His son, Cpl. George A. Lutz II, was killed by a sniper on Dec. 29, 2005, two weeks after his 25th birthday.

His father said in the months following his son’s death, he and his family searched the house for cards, letters, e-mails and photographs of George. Lutz said he also contacted friends and comrades and asked then to share their memories of his son.

“I wanted to collect all the memories, because I know there would be no new ones,” he said. “I wanted anything that would give me one more moment of memory.”

The inspiration for the flag is the black and white POW/MIA flags that fly below the American flag on many poles across the country. Lutz said he wanted to create a symbol for fallen soldiers as enduring.

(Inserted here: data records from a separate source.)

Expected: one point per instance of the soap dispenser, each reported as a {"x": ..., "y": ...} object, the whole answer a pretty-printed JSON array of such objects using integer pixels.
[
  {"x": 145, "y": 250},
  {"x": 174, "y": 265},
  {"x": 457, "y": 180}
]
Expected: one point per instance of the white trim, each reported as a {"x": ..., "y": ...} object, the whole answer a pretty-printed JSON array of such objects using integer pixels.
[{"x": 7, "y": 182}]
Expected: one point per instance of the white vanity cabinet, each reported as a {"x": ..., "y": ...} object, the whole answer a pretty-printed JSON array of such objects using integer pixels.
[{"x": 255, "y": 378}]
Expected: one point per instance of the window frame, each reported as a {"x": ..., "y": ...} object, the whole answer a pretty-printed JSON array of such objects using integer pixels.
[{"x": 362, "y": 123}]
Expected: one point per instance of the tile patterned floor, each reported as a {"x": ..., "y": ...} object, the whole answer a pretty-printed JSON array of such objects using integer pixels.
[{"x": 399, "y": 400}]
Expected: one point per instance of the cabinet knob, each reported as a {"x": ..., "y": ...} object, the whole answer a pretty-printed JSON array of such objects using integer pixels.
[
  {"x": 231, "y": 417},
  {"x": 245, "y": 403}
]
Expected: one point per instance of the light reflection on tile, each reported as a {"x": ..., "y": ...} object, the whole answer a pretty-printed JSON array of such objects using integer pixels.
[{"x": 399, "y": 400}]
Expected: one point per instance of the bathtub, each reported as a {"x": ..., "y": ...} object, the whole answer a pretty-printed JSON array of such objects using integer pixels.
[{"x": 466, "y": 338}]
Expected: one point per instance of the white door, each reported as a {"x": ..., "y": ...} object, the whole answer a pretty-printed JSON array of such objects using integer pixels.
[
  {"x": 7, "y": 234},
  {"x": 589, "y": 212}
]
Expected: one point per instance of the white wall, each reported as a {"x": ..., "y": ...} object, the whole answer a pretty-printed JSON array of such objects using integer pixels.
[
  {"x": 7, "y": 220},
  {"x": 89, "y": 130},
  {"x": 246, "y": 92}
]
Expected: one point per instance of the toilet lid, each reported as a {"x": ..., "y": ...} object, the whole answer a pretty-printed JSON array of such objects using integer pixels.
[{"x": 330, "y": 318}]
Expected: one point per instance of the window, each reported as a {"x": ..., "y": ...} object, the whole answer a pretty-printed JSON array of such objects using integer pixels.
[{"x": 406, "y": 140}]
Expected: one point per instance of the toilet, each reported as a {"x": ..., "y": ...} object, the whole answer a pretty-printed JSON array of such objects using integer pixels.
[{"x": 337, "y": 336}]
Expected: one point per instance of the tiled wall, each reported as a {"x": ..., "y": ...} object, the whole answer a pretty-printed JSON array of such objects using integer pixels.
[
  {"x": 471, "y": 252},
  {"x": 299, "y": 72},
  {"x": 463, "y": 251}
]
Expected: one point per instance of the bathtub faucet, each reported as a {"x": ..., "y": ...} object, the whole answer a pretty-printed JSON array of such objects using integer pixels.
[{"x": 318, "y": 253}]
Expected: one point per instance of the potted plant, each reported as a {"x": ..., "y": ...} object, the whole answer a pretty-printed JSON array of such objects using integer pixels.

A bill in the House of Representatives (HR 1034) would establish the flag as a national symbol. So far he has received the endorsement of 15 states and hopes to receive all 50 by Veterans Day in November.

Lutz’s non-profit organization also presents flags to the families of fallen soldiers. Wednesday, the families of Spc. Gerald Wilson, killed in Vietnam in 1968, and Sgt. Nekl Allen, killed in Afghanistan in 2009, were presented flags before the Rochester Red Wings game at Frontier Field.

Lutz’s efforts have touched the parents of fallen soldiers. Nancy Fontana of Greece took a late lunch to speak with Lutz at the Veterans Outreach Center. Her son, Spc. Anthony Cometa, was killed in Iraq on June 16, 2005.

“I just think what he is doing is continuing to remember our boys and let us never forget the loss that we endured,” Fontana said. “I will have a whole pole full of flags so people don’t forget.”